'Out' magazine caught up with Nicki Minaj for a cover story calling her a 'Curious Case' and really wanting to know if she has what it takes to change the game ! Check out the behind the scenes video, pics and excerpts from the interview !
"Three years ago, Minaj was an unknown from 50 Cent’s neighborhood trying to get noticed on MySpace. Her mom had filled her childhood home with music (“I knew the whole Diana Ross collection before I was 8,” she says), but her father introduced her to violence. On the 2008 track “Autobiography,” she raps about how her drug-addicted dad tried to burn down the family’s house with her mom still inside. Despite the turmoil -- or perhaps because of it -- young Nicki was passionately creative. She wrote her first rhyme before she turned 12 (“Cookie’s the name, chocolate chip is the flavor / Suck up my style like a cherry Life Saver”) and attended LaGuardia High School, the arts academy immortalized in Fame, where she studied drama and generated plenty of it."

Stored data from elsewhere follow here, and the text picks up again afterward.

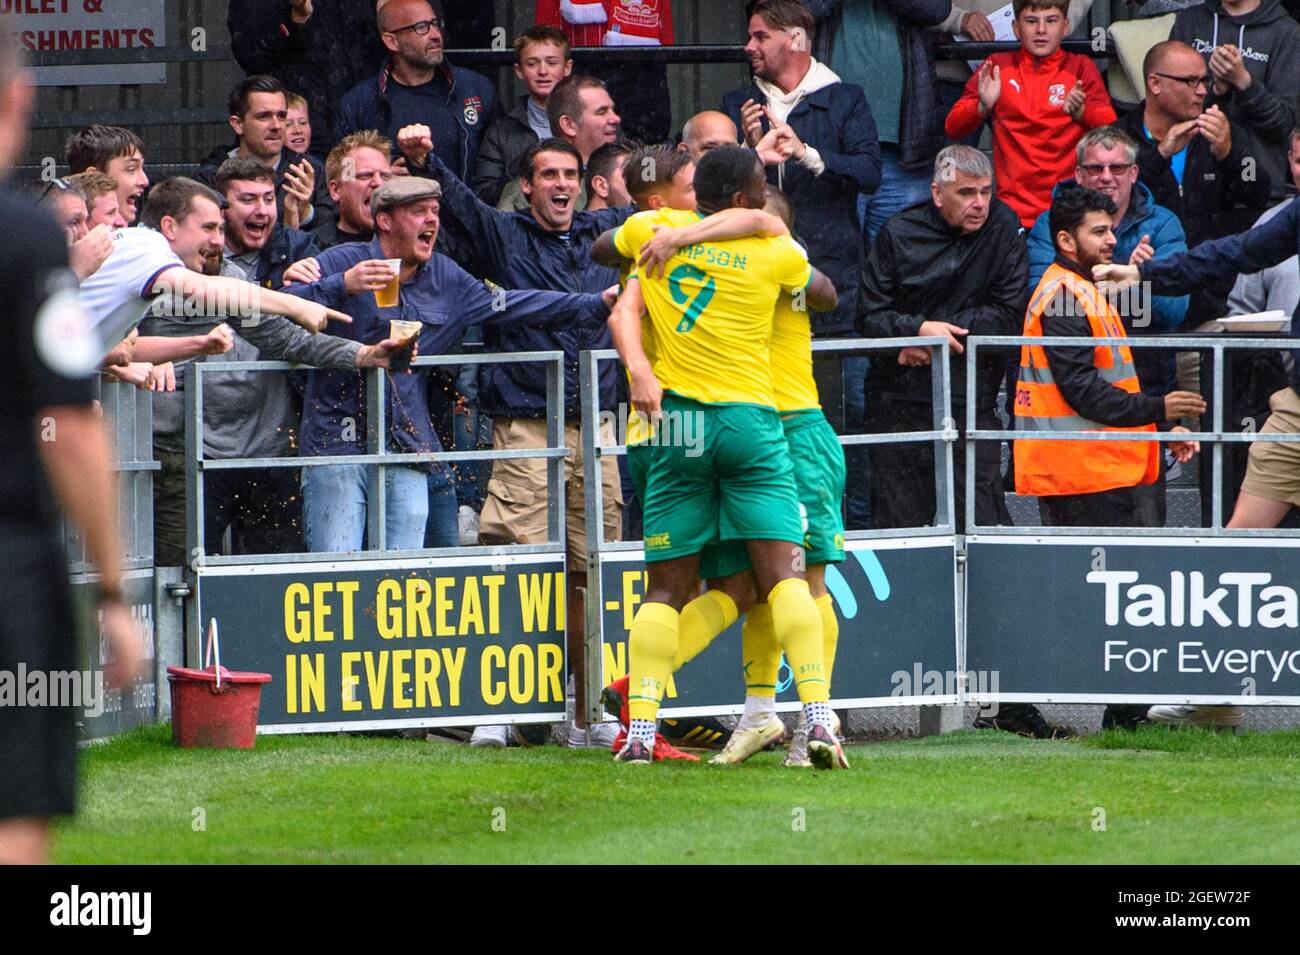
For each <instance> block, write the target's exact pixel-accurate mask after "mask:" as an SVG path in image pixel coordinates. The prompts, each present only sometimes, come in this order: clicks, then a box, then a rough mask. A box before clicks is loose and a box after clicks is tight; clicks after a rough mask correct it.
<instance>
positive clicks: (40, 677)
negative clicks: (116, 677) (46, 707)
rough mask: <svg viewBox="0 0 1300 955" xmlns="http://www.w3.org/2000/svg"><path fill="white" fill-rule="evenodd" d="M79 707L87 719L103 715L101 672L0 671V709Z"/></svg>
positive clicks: (102, 696) (84, 671)
mask: <svg viewBox="0 0 1300 955" xmlns="http://www.w3.org/2000/svg"><path fill="white" fill-rule="evenodd" d="M4 707H81V708H82V709H85V711H86V716H87V717H95V716H100V715H103V712H104V672H103V670H43V669H32V670H29V669H27V665H26V664H23V663H19V664H18V669H17V670H0V708H4Z"/></svg>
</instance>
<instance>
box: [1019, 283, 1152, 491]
mask: <svg viewBox="0 0 1300 955" xmlns="http://www.w3.org/2000/svg"><path fill="white" fill-rule="evenodd" d="M1062 314H1070V316H1075V317H1080V318H1082V317H1084V316H1087V318H1088V325H1089V326H1091V331H1089V333H1088V334H1089V335H1092V337H1095V338H1127V335H1126V334H1125V326H1123V322H1121V320H1119V316H1118V314H1115V311H1114V307H1113V305H1112V304H1110V303H1109V301H1108V300H1106V299H1105V296H1102V295H1101V294H1100V292H1099V291H1097V288H1096V286H1093V285H1092V282H1089V281H1087V279H1084V278H1082V277H1080V275H1079V274H1078V273H1075V272H1071V270H1070V269H1067V268H1065V266H1062V265H1061V264H1060V262H1053V264H1052V265H1050V266H1049V268H1048V270H1047V272H1045V273H1044V274H1043V281H1041V282H1039V287H1037V288H1035V291H1034V295H1032V296H1031V299H1030V308H1028V311H1027V312H1026V314H1024V334H1026V335H1034V337H1037V338H1041V337H1044V334H1047V335H1049V337H1050V335H1052V334H1053V333H1052V330H1050V327H1049V329H1048V331H1047V333H1044V330H1043V320H1044V317H1047V318H1048V320H1050V318H1052V317H1053V316H1062ZM1048 351H1049V350H1045V348H1044V347H1043V346H1036V344H1027V346H1022V347H1021V377H1019V382H1018V385H1017V388H1015V418H1017V421H1018V425H1017V430H1019V431H1022V433H1037V434H1043V435H1047V434H1050V433H1053V431H1148V433H1149V431H1154V430H1156V425H1153V424H1149V425H1138V426H1132V427H1118V426H1110V425H1102V424H1099V422H1097V421H1092V420H1089V418H1087V417H1084V416H1083V414H1080V413H1079V412H1078V411H1076V409H1075V408H1073V407H1071V405H1070V403H1069V401H1067V400H1066V398H1065V395H1063V394H1062V390H1061V387H1060V382H1058V381H1056V379H1054V377H1053V373H1052V366H1050V364H1049V363H1048V353H1047V352H1048ZM1092 364H1093V366H1095V368H1096V372H1097V376H1099V377H1100V378H1101V381H1102V382H1105V383H1108V385H1110V386H1113V387H1115V388H1119V390H1122V391H1126V392H1128V394H1131V395H1136V394H1139V392H1140V388H1139V385H1138V373H1136V370H1135V369H1134V357H1132V351H1131V350H1130V348H1128V346H1096V347H1095V348H1092ZM1014 447H1015V490H1017V492H1018V494H1032V495H1039V496H1044V495H1048V496H1052V495H1062V494H1096V492H1099V491H1109V490H1112V489H1115V487H1135V486H1138V485H1149V483H1152V482H1153V481H1156V478H1157V477H1158V474H1160V444H1158V443H1157V442H1153V440H1145V442H1138V440H1045V439H1043V438H1027V437H1026V438H1018V439H1017V440H1015V444H1014Z"/></svg>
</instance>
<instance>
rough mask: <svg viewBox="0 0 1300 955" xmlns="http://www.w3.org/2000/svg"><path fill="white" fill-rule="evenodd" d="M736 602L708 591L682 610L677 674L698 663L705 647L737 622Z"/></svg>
mask: <svg viewBox="0 0 1300 955" xmlns="http://www.w3.org/2000/svg"><path fill="white" fill-rule="evenodd" d="M738 616H740V612H738V609H737V608H736V602H735V600H732V599H731V596H728V595H727V594H724V592H723V591H720V590H706V591H705V592H703V594H701V595H699V596H697V598H695V599H694V600H692V602H690V603H688V604H686V605H685V607H682V608H681V620H680V621H679V624H677V659H676V661H675V664H673V668H672V670H673V673H676V672H677V670H679V669H681V668H682V667H685V665H686V664H688V663H690V661H692V660H694V659H695V657H697V656H698V655H699V654H702V652H703V650H705V647H707V646H708V644H710V643H712V642H714V639H715V638H716V637H718V634H720V633H722V631H723V630H725V629H727V628H728V626H731V625H732V624H735V622H736V617H738Z"/></svg>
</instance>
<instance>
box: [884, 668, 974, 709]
mask: <svg viewBox="0 0 1300 955" xmlns="http://www.w3.org/2000/svg"><path fill="white" fill-rule="evenodd" d="M889 682H891V683H893V689H892V690H891V691H889V695H891V696H957V695H958V694H959V693H961V691H962V690H965V691H966V693H967V694H974V695H976V696H982V698H984V696H989V695H993V696H996V695H997V691H998V672H997V670H927V669H924V668H923V667H922V664H920V663H914V664H913V665H911V669H910V670H894V672H893V673H891V674H889ZM997 711H998V707H997V702H996V700H987V702H984V703H980V707H979V713H980V716H997Z"/></svg>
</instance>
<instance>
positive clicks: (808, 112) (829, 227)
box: [722, 0, 941, 529]
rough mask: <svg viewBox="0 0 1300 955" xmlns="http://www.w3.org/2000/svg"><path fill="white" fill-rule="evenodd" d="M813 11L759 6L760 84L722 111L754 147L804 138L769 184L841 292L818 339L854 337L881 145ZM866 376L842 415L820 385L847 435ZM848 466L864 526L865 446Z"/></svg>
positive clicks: (757, 33)
mask: <svg viewBox="0 0 1300 955" xmlns="http://www.w3.org/2000/svg"><path fill="white" fill-rule="evenodd" d="M813 44H814V26H813V14H811V13H810V12H809V10H807V9H806V6H805V5H802V4H800V3H798V0H762V1H761V3H758V4H755V5H754V9H753V16H751V17H750V19H749V43H748V44H746V47H745V51H746V53H749V58H750V68H751V69H753V71H754V82H753V83H751V84H750V86H749V87H746V88H744V90H735V91H732V92H729V94H727V96H725V97H724V99H723V105H722V112H723V113H725V114H727V116H729V117H731V120H732V122H735V123H736V129H738V130H740V131H741V135H744V136H745V140H746V142H748V143H749V144H750V146H757V144H758V140H759V138H761V136H762V135H763V133H766V131H767V130H768V129H770V125H771V122H777V123H783V125H788V126H789V127H790V129H792V130H793V131H794V133H796V134H797V138H798V143H796V147H794V153H793V156H792V159H790V160H789V161H787V162H784V164H781V165H777V166H770V168H768V170H767V181H768V182H771V183H772V185H774V186H776V187H779V188H780V190H783V191H784V192H785V195H787V196H788V197H789V200H790V205H793V207H794V213H796V218H797V220H798V221H800V222H801V223H802V225H801V226H800V233H801V238H802V239H803V240H805V242H806V244H807V251H809V259H810V260H811V261H813V265H815V266H816V268H818V269H820V270H822V272H823V273H826V275H827V277H828V278H829V279H831V281H832V282H833V283H835V287H836V288H837V290H839V291H840V304H839V307H837V308H836V309H835V312H829V313H814V314H813V333H814V334H815V335H818V337H822V338H826V337H833V335H852V334H853V321H854V314H853V312H854V303H855V301H857V298H858V296H857V291H858V285H859V279H861V274H862V262H863V243H862V217H861V216H859V213H858V194H859V192H874V191H875V190H876V187H878V186H880V143H879V142H878V139H876V125H875V118H874V117H872V113H871V107H870V105H867V99H866V96H865V95H863V92H862V88H861V87H857V86H853V84H850V83H842V82H840V77H839V75H837V74H835V73H833V71H832V70H831V69H829V68H827V66H826V64H823V62H819V61H818V60H815V58H813V55H811V53H810V49H811V48H813ZM940 144H941V143H936V144H935V148H936V149H937V147H939V146H940ZM932 159H933V156H930V157H927V160H926V161H927V162H928V161H931V160H932ZM866 373H867V360H866V359H865V357H850V359H845V360H844V377H842V382H844V385H842V396H844V401H842V408H844V412H842V417H841V413H840V407H841V404H840V400H839V396H840V394H841V386H840V377H839V376H837V377H836V378H835V381H819V382H818V386H819V388H820V390H822V395H823V400H824V403H826V407H827V409H828V414H829V418H831V424H832V425H833V426H835V427H836V430H837V431H840V433H841V434H845V433H854V431H861V430H862V414H863V413H862V407H863V379H865V378H866ZM848 465H849V473H850V476H854V477H850V479H849V511H848V526H849V528H850V529H853V528H866V526H867V525H868V511H870V505H868V504H867V494H866V470H867V463H866V455H865V453H863V452H862V450H854V451H850V452H849V455H848Z"/></svg>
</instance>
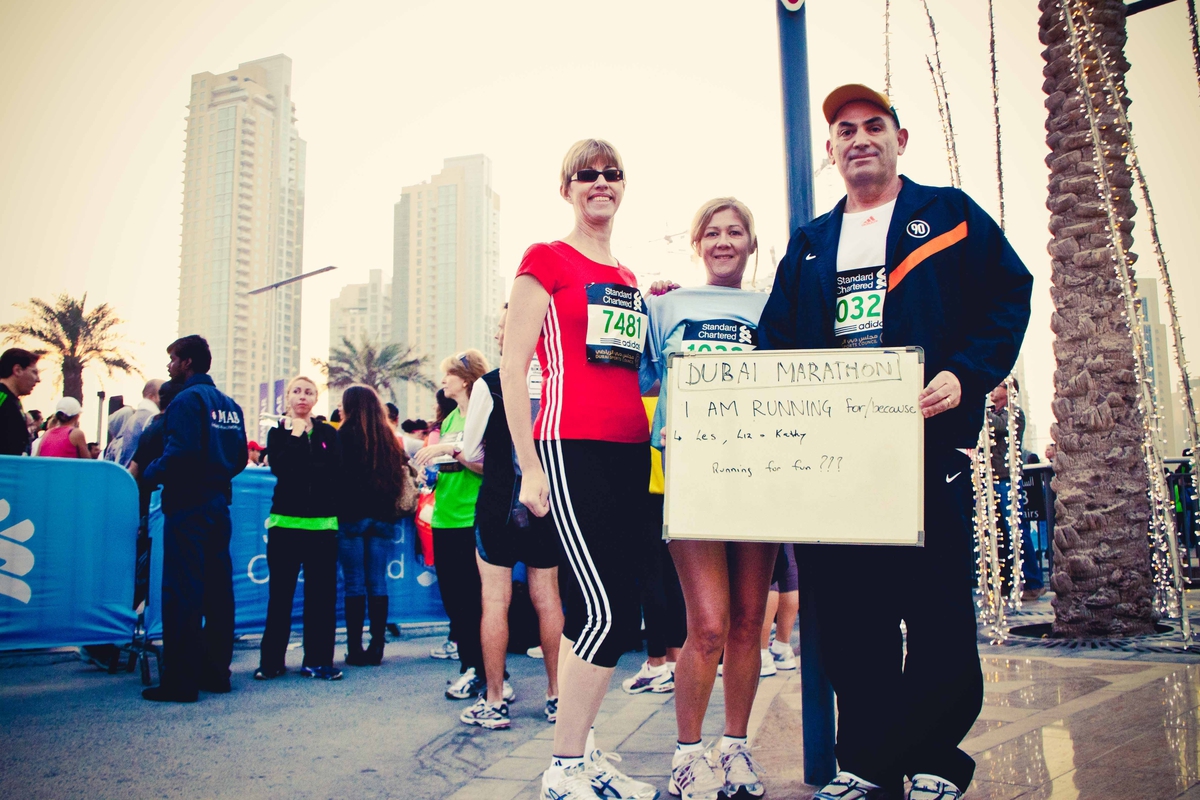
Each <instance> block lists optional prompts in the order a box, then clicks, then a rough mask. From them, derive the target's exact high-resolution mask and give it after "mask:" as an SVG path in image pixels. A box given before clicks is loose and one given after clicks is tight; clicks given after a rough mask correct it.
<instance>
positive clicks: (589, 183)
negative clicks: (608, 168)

“I was definitely one of those girls where you heard me before you saw me,” Minaj recalls, kicking off a pair of velvety platform heels in a tidy Los Angeles hotel suite and stretching out her calves, which are tightly wrapped in black leather leggings. She pondered careers as a bus driver or lawyer and worked a day job at Red Lobster saving up money for studio time. When she started to get serious about music, her then-manager recommended she change her name to Minaj (she was born Onika Maraj). Though she now admits she hated it, she obliged, tarting up her image for her first mix tape, 2007’s Playtime Is Over, which opens with a sex line call to 1-900-MS-MINAJ. After she skillfully remade the Notorious B.I.G.’s “Warning” for the DVD documentary The Come Up, she got a call from Lil Wayne. Over the course of two more mix tapes under his supervision, 2008’s Sucka Free and 2009’s Beam Me Up Scotty, she developed ferocious new identities, penned jaw-dropping explicit raps, and emerged as the first lady of Wayne’s Young Money crew. She also started to fend off pervy guys stalking her online by playing to her female fans. "
"As for her increasingly elaborate looks, Minaj insists, “No one would even have had the balls before to suggest things like my hair.” She appears in Ludacris’s “My Chick Bad” video with a pin stuck in her pink do, jet-black lipstick, and spikes on her shoulders. She sports a half-pink, half-blonde wig in the clip for Young Money’s “Roger That” because her stylist “hadn’t dyed one half of the wig yet, and I really wanted to wear it.” Though she didn’t realize it, these bold choices paired with her frank sex talk were making Minaj an underground gay heroine. She first learned of her gay male following when she spied fans’ spot-on renditions of her verses on the Web. She was blown away by the replications of her voices and mannerisms. “If a gay guy impersonates you, you are a bad bitch. Period,” she says, waving her bright-orange nails in the air. “There are no ifs, ands, or buts, because they only impersonate the best.”